Determining gold content in seeds, roots, and leaves of 10-day-old wheat seedlings was carried out using an Agilent inductively coupled plasma atomic emission spectrometer (Agilent Technologies, Santa Clara, CA, USA) and a Bruker 820-MS ICP-MS inductively coupled plasma mass spectrometer (Bruker, Bremen, Germany).
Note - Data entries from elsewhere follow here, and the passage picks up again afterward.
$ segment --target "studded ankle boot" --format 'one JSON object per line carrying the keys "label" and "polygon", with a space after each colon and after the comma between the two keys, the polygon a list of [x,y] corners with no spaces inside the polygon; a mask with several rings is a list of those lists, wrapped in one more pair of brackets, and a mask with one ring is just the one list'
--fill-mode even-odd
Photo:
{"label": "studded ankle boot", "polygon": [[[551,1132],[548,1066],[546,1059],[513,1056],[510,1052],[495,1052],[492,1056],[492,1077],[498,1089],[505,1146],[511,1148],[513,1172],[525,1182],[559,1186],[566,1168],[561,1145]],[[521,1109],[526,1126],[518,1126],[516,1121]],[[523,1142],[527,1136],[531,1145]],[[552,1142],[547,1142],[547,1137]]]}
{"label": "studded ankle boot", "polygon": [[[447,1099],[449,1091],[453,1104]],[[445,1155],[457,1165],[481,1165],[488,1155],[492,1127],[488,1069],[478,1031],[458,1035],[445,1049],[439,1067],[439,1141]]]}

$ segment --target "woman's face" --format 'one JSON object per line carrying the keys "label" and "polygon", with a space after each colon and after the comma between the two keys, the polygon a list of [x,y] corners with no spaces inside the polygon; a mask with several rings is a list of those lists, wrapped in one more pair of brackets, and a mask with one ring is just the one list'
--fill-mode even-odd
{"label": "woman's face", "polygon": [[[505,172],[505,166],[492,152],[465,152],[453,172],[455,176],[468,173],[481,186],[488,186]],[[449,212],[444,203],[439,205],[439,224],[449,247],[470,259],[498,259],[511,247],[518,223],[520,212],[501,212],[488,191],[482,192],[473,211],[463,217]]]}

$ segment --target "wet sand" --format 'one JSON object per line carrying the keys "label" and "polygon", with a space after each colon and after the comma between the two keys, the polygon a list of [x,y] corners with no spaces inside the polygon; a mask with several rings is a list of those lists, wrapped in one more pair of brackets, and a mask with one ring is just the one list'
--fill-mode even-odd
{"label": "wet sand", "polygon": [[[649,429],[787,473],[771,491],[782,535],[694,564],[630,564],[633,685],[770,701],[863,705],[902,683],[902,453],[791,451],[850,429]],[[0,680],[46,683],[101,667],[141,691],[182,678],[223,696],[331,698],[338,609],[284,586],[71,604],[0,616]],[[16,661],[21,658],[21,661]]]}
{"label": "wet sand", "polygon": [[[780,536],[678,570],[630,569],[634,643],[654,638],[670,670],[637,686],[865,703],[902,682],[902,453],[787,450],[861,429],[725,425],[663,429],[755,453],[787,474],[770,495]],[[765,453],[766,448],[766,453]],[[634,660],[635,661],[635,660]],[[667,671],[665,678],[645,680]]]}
4.14. Statistical Analysis

All experiments were carried out in three to six biological and three to four analytical replicates. The tables and figures present arithmetic means and their standard errors. The statistical significance of differences between means was assessed using ANOVA (Tukey’s test was used) built into the Microcal Origin 7.0 graphical mathematical package. The article discusses only values that are statistically significant at p < 0.05.

5. Conclusions

This study convincingly demonstrated that nanopriming with Au-NPs at the selected concentration did not induce any toxic effects or stress responses in wheat plants. This conclusion is strongly supported by our proteomic analysis, which revealed that the majority of DRPs identified in Au-NP-treated wheat plants were associated with constitutive metabolic processes. Even under optimal growth conditions, Au-NPs treatment resulted in a global reorganization of the PSA, both at the cellular ultrastructural level and at the level of biochemical processes. This reorganization appeared to regulate carbon flux during photosynthesis, likely through enhanced CO₂ assimilation, more efficient light energy utilization, and regulation of the PSA stability in the dark, potentially via control of protein and ion transport across the thylakoid membrane. These changes were accompanied by an increased abundance of proteins involved in oxidative stress response and energy production. While control plants appeared to activate certain mechanisms to increase photosynthetic efficiency—such as enhanced RuBisCO activity through upregulation of carbonic anhydrases, RuBisCO activases, and regeneration of RuBP via elevated sedoheptulose-1,7-bisphosphatase activity—Au-NP-treated plants exhibited intrinsically enhanced photosynthetic performance as a direct result of nanoparticle exposure. In the long term, such physiological and molecular changes may contribute to increased crop productivity and possibly increased resistance to both abiotic and biotic stresses. This supports the potential for broad application of seed nanopriming technology with gold nanoparticles in industrial agriculture.